Michelle Bolsonaro, ex-primeira-dama, não compareceu ao evento e reforçou o afastamento do enteado em publicações e ações internas. Ela também anunciou a renúncia à presidência do PL Mulher, após reunião com Valdemar Costa Neto, que não resolveu as divergências entre madrasta e enteado.
Desdobramentos na liderança do PL
Após o descolamento da presidência do PL Mulher, Michelle manteve posição ativa, sinalizando que não concorreria ao Senado pelo Distrito Federal. O encontro no Buriti, com a governadora Celina Leão e a senadora Damares Alves, discutiu possíveis desfiliações e caminhos eleitorais.
Michelle, em comunicado, não citou Flávio diretamente, mas descreveu manobras que, segundo ela, visariam diminuir sua participação nas decisões políticas. A ex-primeira-dama alegou pressões para restringir sua atuação ao papel de dona de casa.
Reação interna e ataques
Durante a crise, aliados próximos relataram ataques nas redes sociais ligados aos filhos de Bolsonaro, com denúncias de traição e ofensas. Influenciadores e montagens passaram a compor o cenário de campanha, aumentando a pressão sobre o clã.

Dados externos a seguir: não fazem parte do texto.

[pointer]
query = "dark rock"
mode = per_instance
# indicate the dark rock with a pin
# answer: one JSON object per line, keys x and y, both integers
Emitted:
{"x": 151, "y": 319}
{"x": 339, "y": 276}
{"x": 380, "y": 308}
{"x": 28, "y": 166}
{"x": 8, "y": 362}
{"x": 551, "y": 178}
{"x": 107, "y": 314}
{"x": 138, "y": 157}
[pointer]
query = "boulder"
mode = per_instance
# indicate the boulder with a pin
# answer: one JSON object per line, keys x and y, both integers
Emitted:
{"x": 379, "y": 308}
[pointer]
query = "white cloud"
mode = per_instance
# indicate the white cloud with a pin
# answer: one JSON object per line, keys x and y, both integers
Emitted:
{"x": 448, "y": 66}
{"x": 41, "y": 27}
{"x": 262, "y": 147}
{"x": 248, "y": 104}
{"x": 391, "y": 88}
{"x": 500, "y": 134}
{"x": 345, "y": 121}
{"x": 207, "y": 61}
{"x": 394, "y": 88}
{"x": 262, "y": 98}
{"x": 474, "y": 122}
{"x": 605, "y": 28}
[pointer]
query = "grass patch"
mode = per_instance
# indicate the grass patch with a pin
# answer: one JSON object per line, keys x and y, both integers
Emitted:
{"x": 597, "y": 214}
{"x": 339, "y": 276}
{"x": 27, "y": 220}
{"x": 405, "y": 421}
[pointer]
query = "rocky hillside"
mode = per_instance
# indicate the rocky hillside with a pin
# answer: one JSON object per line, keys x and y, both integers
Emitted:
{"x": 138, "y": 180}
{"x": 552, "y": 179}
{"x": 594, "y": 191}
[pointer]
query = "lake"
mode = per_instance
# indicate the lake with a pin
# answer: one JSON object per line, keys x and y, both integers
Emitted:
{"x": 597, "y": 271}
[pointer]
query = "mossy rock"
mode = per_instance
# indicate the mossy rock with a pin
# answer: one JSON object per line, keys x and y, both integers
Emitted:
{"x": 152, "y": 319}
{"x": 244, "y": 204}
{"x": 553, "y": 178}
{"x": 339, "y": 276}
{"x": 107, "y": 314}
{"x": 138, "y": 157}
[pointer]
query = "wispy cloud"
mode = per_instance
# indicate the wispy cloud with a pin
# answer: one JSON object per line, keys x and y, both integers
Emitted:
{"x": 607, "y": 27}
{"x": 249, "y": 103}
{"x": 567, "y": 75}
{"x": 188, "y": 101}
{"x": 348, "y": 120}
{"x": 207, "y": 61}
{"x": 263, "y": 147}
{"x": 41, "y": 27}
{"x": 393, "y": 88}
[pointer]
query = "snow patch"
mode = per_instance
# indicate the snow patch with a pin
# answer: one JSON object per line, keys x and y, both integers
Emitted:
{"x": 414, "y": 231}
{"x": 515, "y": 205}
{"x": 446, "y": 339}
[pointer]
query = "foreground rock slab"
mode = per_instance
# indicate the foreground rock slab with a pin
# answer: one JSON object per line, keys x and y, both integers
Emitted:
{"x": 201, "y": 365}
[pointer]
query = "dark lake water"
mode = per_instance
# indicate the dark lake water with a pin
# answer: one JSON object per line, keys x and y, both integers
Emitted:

Flávio Bolsonaro respondeu, afirmando que não concordou com declarações de aliados de Paulo Figueiredo e ressaltou que se sente ofendido por ataques — mantendo, porém, a disposição de apoiar a campanha para derrotar a esquerda. Damares Alves reagiu com ironia.
Cenário político e impactos
A crise envolve ainda a avaliação de candidaturas de afilhados políticos de Michelle e a relação com acordos no Ceará, que teriam prejudicado nomes defendidos por ela. A disputa entre madrasta e enteados segue sem uma resolução clara.